A child going into an actual shop and buying a vinyl? It will make you feel old and decrepit, and it’ll utterly bamboozle young people … but shut up – it’s Christmas!

T

he weird thing about tradition is that it has a tendency to long outlive its usefulness. Bonfire Night, once a way for the government to remind the public of its capacity to murder revolutionaries, has simply become an excuse to eat a jacket potato in a field. Church bells still ring on Sunday mornings, when it would be quicker and way more considerate to ping the congregation on WhatsApp. And the John Lewis Christmas advert is somehow still a thing.

True, it wasn’t so long ago that the John Lewis Christmas advert was a cultural institution; a teargas grenade lobbed into the television schedules to make viewers cry in the middle of The Cube. But now it is the year 2025, and things have changed. The John Lewis advert is a linear television commercial about a department store, even though the only way to describe either of those two things to a child is as a YouTube with no search function and an Amazon you actually have to walk to.

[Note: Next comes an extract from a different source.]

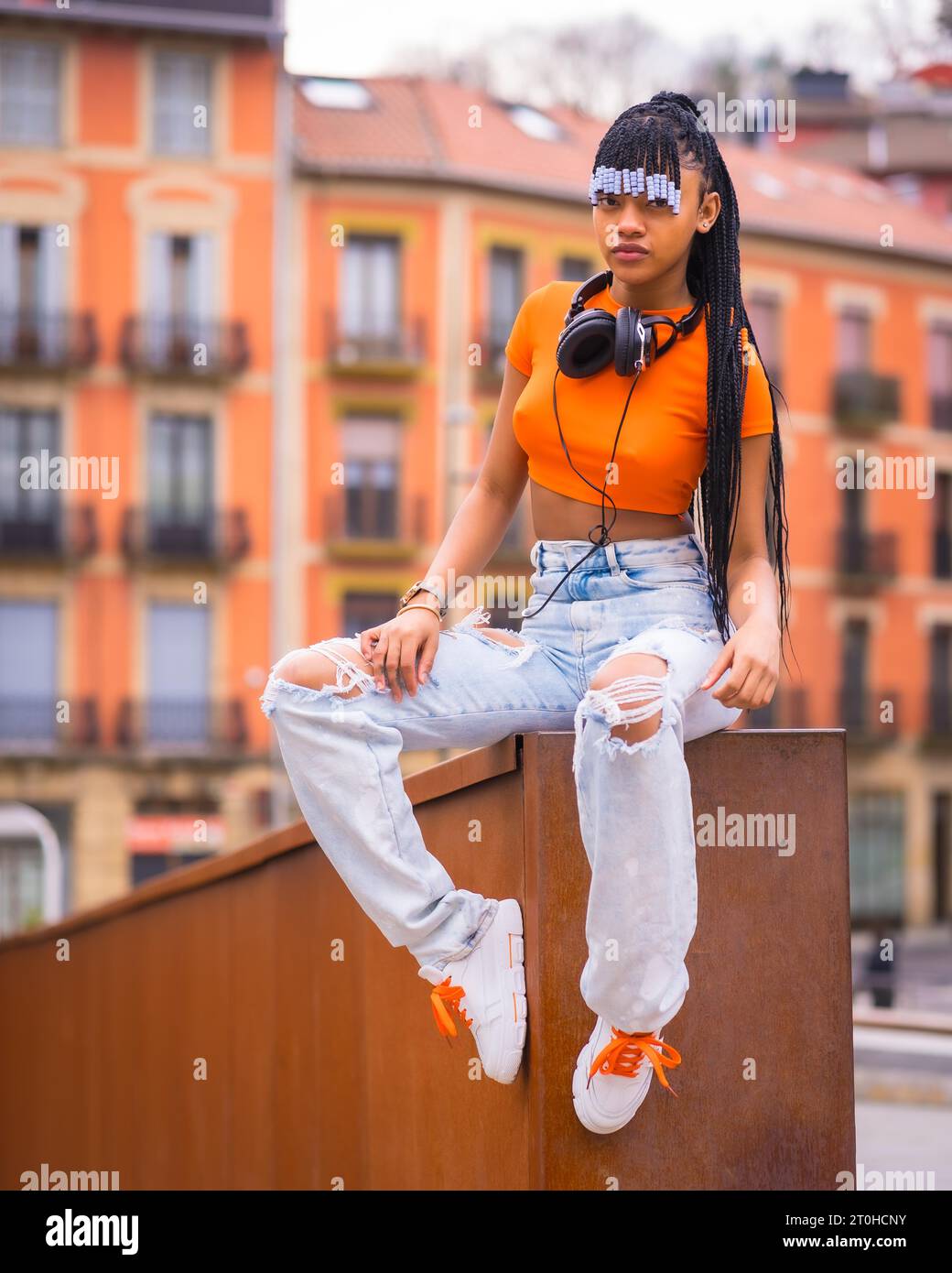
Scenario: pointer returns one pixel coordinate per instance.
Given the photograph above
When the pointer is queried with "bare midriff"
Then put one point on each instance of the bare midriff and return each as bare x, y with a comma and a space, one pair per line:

Nevertheless, this year’s John Lewis Christmas advert has landed – 10 days earlier than last year – and it is absolutely business as usual. A boy buys his dad a vinyl copy of the house banger Where Love Lives by Alison Limerick. The record causes the dad to be transported to a dancefloor, where his son greets him as a baby, a toddler, and finally as an adolescent. And then, through the sheer power of John Lewis, the song slows down into a sludgy plink-plonk cover version of itself.